Since then, her position has only worsened. A newcomer in parliament, she has made no impression, leading just eight MPs. Her party is beset by bickering. In September her deputy, Florian Philippot, who had crafted a strategy of appealing to working-class voters, quit to lead his own group. Ms Le Pen may even change the name of her 45-year-old party. This week members were asked, in a rather desperate questionnaire, which policies should be dumped and whether to rebrand.
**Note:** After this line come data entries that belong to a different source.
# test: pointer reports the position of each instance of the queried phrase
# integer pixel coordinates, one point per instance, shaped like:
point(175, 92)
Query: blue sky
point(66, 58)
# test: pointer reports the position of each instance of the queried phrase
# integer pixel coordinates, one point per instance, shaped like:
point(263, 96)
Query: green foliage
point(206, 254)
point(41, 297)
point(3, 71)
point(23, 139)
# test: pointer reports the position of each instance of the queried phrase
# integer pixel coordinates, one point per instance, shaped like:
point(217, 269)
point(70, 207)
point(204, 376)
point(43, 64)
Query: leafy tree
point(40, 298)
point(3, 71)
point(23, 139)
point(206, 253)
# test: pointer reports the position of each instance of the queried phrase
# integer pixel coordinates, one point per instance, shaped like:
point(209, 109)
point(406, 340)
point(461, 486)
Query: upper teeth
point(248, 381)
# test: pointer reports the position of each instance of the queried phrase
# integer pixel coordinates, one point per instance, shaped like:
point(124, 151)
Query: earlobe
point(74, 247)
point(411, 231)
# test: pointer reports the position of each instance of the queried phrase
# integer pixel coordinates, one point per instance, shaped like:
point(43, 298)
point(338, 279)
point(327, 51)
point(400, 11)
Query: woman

Ms Le Pen herself is beleaguered. France’s parliament this month removed her immunity from prosecution, letting investigative judges question her for tweeting graphic images of a murdered American journalist, James Foley. (Sharing violent images is illegal in France.) Earlier this year the European Parliament, where she also sat, lifted her immunity.Her 27-year-old niece, Marion Maréchal-Le Pen (who is currently taking a break from politics), could eventually step in to reinvigorate the party, suggests Mr Bouvet. The FN will have to respond somehow, as it will soon face another rival. Next month the centre-right Les Républicains elects a new leader—almost certainly Laurent Wauquiez, from its right fringe. His focus on issues such as immigration could win back voters who had drifted to the FN.
Until recently, received wisdom was that populists on the extremes of left and right were resurgent. In the first round of the presidential election they won 47% of the vote. They could yet recover from their current collapse. But for now Mr Macron, and potentially the centre-right, look better placed. Mr Mélenchon and Ms Le Pen risk being left brandishing wooden spoons—good for banging pans, but little else.